Absoloutley no way would your SILs boyfriend have made the cut at our wedding and I'd remain entirely comfortable with that.

DGay · 13/05/2023 19:02

ReliantRobyn · 12/05/2023 18:23

Invite just the boyfriend but not SIL

😆 🤣 😂

BreadInCaptivity · 13/05/2023 19:36

Stick to your guns OP.

Also had a similar size wedding (40) and had the same policy.

Personally I wouldn't have even offered for him to be on the drop out list.

In my situation there would have been about 20 other people I actually liked/knew I would have given a space to before a boyfriend of a few months.

From your and DH's perspective he's just a random bloke your SIL has been dating for a few months.

In a reverse situation if I hadn't been invited to a wedding in the early stages of DH and our relationship I wouldn't have been even slightly bothered (probably actually relived) and there is a 50/50 chance as least the boyfriend feels the same way.

When this issue was raised with us, our response was that we wanted this special day to be a small intimate occasion, surrounded by the people we were closest to. In choosing whom to invite, we were consistent in prioritising people with whom we had longstanding, loving relationships.

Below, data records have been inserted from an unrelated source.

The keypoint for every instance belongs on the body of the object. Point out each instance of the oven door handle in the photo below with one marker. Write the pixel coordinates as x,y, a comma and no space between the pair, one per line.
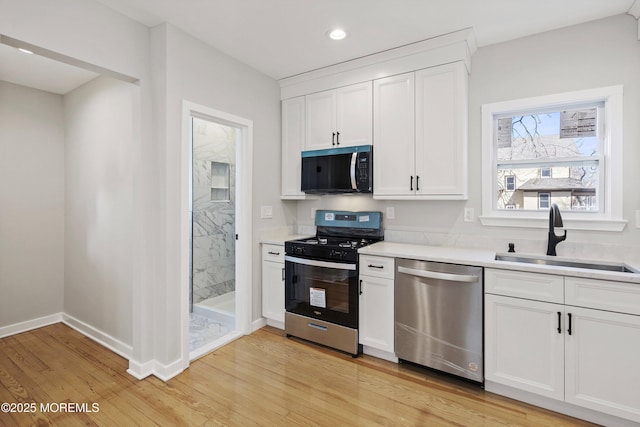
317,263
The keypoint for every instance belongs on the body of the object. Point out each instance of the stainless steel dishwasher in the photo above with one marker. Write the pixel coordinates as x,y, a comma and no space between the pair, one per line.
438,316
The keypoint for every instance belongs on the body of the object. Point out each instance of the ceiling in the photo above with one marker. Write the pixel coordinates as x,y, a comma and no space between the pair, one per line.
282,38
39,72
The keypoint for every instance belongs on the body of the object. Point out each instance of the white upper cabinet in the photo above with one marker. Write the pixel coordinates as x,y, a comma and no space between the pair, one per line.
420,134
441,131
394,135
339,117
293,134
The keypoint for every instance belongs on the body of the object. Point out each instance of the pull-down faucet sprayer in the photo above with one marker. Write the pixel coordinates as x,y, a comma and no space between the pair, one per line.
555,220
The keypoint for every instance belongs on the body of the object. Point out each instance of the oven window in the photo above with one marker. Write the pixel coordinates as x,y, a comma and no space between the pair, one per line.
322,292
326,289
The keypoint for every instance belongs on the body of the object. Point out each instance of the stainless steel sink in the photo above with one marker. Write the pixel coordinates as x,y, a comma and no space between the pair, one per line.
546,260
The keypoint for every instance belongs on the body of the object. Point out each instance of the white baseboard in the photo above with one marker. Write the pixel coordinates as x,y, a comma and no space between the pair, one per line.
18,328
106,340
257,324
140,370
380,354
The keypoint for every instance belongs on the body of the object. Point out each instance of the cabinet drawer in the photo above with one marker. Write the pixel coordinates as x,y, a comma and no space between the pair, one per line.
273,253
535,286
603,295
377,266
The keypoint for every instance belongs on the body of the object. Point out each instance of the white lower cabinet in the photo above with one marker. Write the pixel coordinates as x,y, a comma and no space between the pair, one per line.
587,357
601,362
273,284
376,315
523,348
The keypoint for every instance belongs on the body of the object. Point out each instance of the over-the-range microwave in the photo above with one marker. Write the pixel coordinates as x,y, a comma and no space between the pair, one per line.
338,170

Making exceptions, is not possible not just because we at the capacity of the venue and we would have to rudely uninvite a person special to us in favour of someone we don't know, but also because it raises the possibly of wider resentment among guests as to why one person was treated differently re: their plus one and frankly that's a level of negativity we are not prepared to risk tarnishing the occasion.